Bundy's trick was to feign injury and ask for help to lure women to his car, an old Volkswagen Beetle. He had already claimed several victims in Seattle when, on November 8, 1974, he approached Carol DaRonch in Salt Lake City, posing as a policeman. He managed to persuade her into his car, despite her suspicions. Bundy then tried to handcuff her and pulled a gun, but she managed to escape. Seventeen-year-old Debbie Kent wasn't so lucky; Bundy killed her later that night.

Eventually, in August 1975, Bundy was caught, but not before he had committed more brutal murders. Carol DaRonch picked him out in an identity parade (line-up) and he was convicted of kidnapping her and jailed for 15 years. The Colorado authorities also wanted him for the murder of Caryn Campbell. However, Bundy escaped from prison twice, once only briefly before recapture. The second time he adopted a false name and lived by theft. On January 15, 1978, in the dead of night, he traveled to Florida, where he broke into the Chi Omega sorority house at Florida State University. Here Bundy attacked four students, raping Lisa Levy, 20, and then killing her by beating her about the head with a log. Margaret Brown 21, was strangled, but not sexually assaulted. Another student, Nita Neary, saw him fleeing the scene and was later able to identify him.

A month later, Bundy sexually assaulted and strangled his last victim, 12-year-old Kimberley Leach. Bundy was finally caught driving a stolen car, by which time he was wanted for murder in several states. In the car was telling evidencehandcuffs and a crowbar. At the trial, Bundy insisted on conducting his own defense. No fingerprint evidence was found at the scene of the Chi Omega murders. However, there was a bite mark on the buttocks of Lisa Levy and another on the nipple, a common finding in violent rape. The first mark was photographed and a transparent overlay created. Bundy was forced by court order to give a dental impression. Forensic dentist Richard Souviron declared the outline of Bundy's front teeth, which were chipped and misaligned, an exact match to the pattern on the transparent overlay. This proved to be a major piece of evidence for the prosecution.

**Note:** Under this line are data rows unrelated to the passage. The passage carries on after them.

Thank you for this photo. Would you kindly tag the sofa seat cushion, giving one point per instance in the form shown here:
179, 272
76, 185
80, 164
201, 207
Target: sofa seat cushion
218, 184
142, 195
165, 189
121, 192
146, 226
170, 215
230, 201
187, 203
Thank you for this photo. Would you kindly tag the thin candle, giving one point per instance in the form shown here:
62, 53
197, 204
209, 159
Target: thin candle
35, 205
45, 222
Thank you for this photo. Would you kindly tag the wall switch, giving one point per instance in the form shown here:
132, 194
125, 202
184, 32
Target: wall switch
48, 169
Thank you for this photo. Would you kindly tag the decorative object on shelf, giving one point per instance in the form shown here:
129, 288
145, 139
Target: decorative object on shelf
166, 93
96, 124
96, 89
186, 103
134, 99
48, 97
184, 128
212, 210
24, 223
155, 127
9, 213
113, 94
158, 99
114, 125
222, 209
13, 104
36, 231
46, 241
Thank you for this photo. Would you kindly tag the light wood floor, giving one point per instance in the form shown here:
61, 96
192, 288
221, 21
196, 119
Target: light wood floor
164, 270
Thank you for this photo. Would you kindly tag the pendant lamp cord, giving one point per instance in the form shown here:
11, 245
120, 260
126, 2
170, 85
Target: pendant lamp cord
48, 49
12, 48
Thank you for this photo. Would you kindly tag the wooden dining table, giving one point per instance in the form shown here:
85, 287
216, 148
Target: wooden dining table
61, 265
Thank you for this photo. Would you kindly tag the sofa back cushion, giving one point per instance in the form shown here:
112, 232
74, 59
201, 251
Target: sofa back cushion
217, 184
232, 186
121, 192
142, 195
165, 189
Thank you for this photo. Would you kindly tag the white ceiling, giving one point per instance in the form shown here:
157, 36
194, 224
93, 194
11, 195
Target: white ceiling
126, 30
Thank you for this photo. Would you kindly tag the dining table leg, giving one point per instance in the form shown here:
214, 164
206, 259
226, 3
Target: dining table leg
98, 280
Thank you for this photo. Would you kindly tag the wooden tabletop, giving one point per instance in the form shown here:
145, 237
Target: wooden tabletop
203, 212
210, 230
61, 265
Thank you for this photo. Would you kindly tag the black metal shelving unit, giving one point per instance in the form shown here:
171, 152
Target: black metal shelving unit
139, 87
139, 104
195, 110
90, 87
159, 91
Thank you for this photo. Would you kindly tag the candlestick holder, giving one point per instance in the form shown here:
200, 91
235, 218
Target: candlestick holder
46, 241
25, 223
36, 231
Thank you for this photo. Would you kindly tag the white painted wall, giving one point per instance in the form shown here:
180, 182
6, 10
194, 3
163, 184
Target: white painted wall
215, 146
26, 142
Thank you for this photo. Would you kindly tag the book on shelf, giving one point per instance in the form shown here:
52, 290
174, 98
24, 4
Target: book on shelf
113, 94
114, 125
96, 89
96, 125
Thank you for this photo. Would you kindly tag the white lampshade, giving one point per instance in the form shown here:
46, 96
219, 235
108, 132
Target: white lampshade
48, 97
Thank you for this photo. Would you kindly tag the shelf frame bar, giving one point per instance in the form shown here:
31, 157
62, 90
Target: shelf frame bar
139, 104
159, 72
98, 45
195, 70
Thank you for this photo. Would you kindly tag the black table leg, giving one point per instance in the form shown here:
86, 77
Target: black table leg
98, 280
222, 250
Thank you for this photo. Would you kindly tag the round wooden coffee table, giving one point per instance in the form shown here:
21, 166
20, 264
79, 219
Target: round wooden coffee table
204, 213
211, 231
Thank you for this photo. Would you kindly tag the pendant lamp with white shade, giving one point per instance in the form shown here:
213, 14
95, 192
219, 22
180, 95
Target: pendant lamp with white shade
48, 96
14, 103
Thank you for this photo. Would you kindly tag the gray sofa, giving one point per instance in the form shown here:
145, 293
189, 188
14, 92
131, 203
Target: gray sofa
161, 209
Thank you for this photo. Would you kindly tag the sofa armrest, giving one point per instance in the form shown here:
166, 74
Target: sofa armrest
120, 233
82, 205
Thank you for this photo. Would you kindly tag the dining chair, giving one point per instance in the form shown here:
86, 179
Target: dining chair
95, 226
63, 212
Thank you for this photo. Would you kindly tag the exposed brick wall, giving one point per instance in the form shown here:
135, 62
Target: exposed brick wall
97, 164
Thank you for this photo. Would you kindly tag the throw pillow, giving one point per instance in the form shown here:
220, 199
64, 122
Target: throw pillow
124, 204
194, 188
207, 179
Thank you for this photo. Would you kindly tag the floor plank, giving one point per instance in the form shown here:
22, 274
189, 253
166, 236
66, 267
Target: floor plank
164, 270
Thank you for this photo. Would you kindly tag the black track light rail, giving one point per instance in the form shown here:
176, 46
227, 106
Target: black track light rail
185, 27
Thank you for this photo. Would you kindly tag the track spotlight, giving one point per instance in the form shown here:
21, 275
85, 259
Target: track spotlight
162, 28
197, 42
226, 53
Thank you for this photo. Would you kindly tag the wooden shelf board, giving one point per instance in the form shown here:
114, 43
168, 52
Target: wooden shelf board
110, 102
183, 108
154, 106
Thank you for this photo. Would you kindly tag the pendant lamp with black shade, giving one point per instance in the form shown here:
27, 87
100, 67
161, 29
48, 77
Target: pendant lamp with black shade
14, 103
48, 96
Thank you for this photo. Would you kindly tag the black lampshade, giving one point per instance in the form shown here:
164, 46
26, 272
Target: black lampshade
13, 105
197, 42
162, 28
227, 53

Bundy was found guilty of the murder of the two Chi Omega students and sentenced to death. He spent ten years on Florida's Death Row, using legal tactics to gain a reprieve. At first he insisted on his innocence. Later, though, he admitted to the murders of up to 50 women. Those who have studied this case suggest he could have been responsible for as many as 100 deaths. The true number will probably never be known. In these confessions, he always referred to himself in the third person, claiming an entity inside drove him to kill.

Bundy admitted to becoming obsessed with hard-core pornography involving sadomasochism, a tendency completely at odds with his clean-cut appearance and demeanor. Psychologists who had examined him during his first stay in prison suggested he was neither psychotic nor a sexual deviant. However, he was very dependent on women and feared humiliation in his relationships. He admitted enjoyment of the power he had over his victims. The primary motive in his crimes was, he said, always rape. He then felt compelled to murder his victims to prevent them giving evidence against him. It is interesting that all the victims bore a striking resemblance to one another, having dark hair parted in the middle. This suggests a female fantasy figure that was central to his sexual crimes. Bundy was finally executed in the electric chair on January 24, 1989.